COVID-19 Strikes Again, Followed By Postponements Of Events
Prime Minister Fumio Kishida has called for "maximum caution" while keeping the economy going at the same time.
Japan's daily COVID-19 cases topped 110,660 on July 16 for the first time, over double what was reported a week before amid an uptrend that has continued for over three weeks.
Pointing to the low rate of hospitalizations, Prime Minister Fumio Kishida called for "maximum caution" at a press conference on July 14, while keeping the economy going at the same time. Noting the renewed urgency, he added that the government would strengthen its response capability to COVID-19 infections.
On July 15, the national government announced expanded eligibility for the fourth round of COVID-19 vaccinations to include all medical staff and workers at elderly care facilities, as the daily coronavirus infection count reached record levels nationwide.
Fourth booster shots against COVID-19 are now available to another 8 million people, generally for those 60 and older and those between ages 18 and 59 with illnesses and considered at higher risk of developing severe symptoms.
As of writing, 31.6% of the eligible demographic has taken the fourth booster shot, which adds up to approximately 3.7 million people, according to data on the Prime Minister’s Office website.
Prime Minister Kishida also said that he intends to facilitate vaccination of younger generations in response to the high transmission rates of the BA.5 Omicron subvariant, which is accelerating the spread of COVID-19 cases in the country.
For people between the ages of 12 and 40, vaccination uptake for the third booster dose ranges between 20 and 50% depending on the location, according to government data.
Inoculations aimed at protecting high-risk groups and securing enough medical staff are slated to begin as early as July 18.
Prefectural governments will be asked to set up more than 100 free COVID-19 testing spots for summer travelers at major train stations, airports, and other locations.
Additionally, the government is encouraging people and businesses to ensure sufficient ventilation throughout indoor rooms during the summer while using air conditioners. Early on in the pandemic Japan was a pioneer in advocating ventilation in public spaces to prevent the spread of COVID-19.
Change Of Plans
A number of live events have been postponed due to the infection of those involved.
Nagoya Grampus, a Japanese professional soccer club, announced on July 15 that the 22nd J1 game against the Kawasaki Frontale scheduled for July 16 would be canceled.
A total of nine players and staff members have tested positive for COVID-19, and their activities have been halted. Ticket information and an alternate date will be announced as soon as they are confirmed.
Takarazuka Revue, an all-female musical theatrical troupe announced on July 5 that the performance "The Great Gatsby," which was to start on July 16 at the Takarazuka Grand Theater in Hyogo, will be rescheduled to open on July 22.
The troupe said that it had no choice but to suspend preparations for the show for a certain period of time due to the confirmation of a positive test for COVID-19 from a person involved in the performance.
On July 16, sumo wrestler Mitakeumi Hisashi had to withdraw from the Nagoya Grand Sumo Tournament following a COVID-19 case at his stable.
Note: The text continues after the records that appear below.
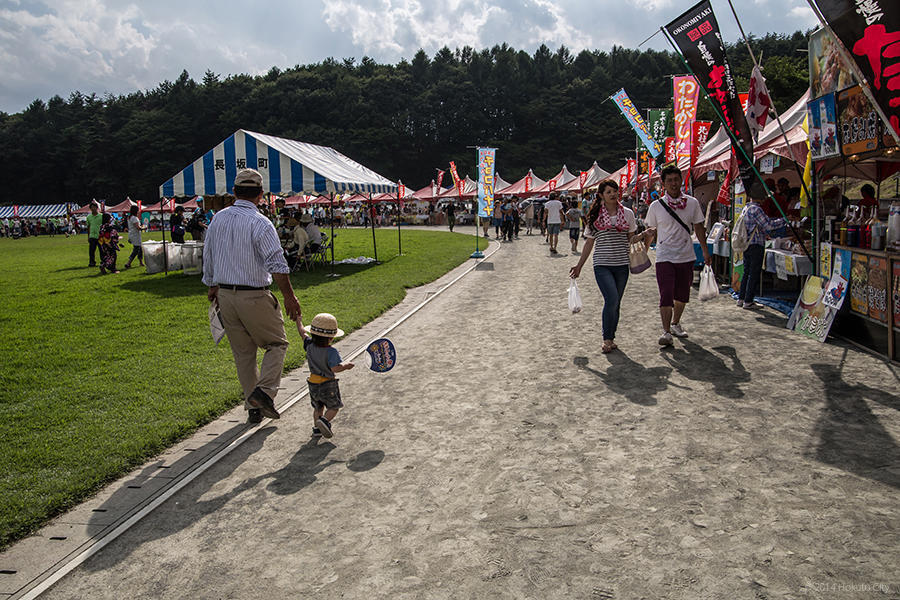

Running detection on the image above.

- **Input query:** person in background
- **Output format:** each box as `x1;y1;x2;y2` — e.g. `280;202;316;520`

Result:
87;200;103;267
544;192;565;254
125;205;146;269
97;213;119;275
169;206;184;244
566;198;584;254
737;181;784;310
859;183;878;210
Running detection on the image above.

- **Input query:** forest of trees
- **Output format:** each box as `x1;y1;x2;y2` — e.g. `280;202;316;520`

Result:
0;32;808;204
As a result of a right shoulder injury he suffered at the summer meet in May, Mitakeumi, who needed to win eight or more matches to remain at the sport's second-highest rank, struggled at Dolphins Arena after going 2-4 in his first six days.
Government officials originally planned to introduce a national travel subsidy program during the first half of July. Now it has been delayed, a government source said on July 6.
Travelers would have received discounts and coupons worth up to ￥11,000 JPY ($81 USD) per day to use toward meals, shopping, and travel expenses under the campaign.
According to a press conference held on July 14, Land, Infrastructure, Transport, and Tourism Minister Tetsuo Saito stated that the national travel support would begin as soon as an improvement is observed, while closely monitoring infection levels.
Intended to encourage local travel by residents of Japan, the new subsidy campaign would be a nationwide version of similar programs currently implemented at the prefectural level.
At a press conference held in London on May 5, Prime Minister Fumio Kishida expressed his plans to restore socio-economic activities while maintaining vigilance against the spread of infection.
A small number of business travelers, interns, and students have been allowed into the country since March 1.
As of June, the government began allowing limited numbers of tourists in small groups to be part of experimental package tours with a guide.
Will the current COVID situation affect international tourism? That is not yet clear. As of July 14 PM Kishida didn’t say anything concrete on this theme.
According to Japan Tourism Agency data, the country had 31.9 million foreign visitors in 2019, who spent ￥35.5 billion JPY ($4.8 trillion USD). At the present time, daily international arrivals including Japanese, residents, students, businesses, and other categories, remain capped at 20,000.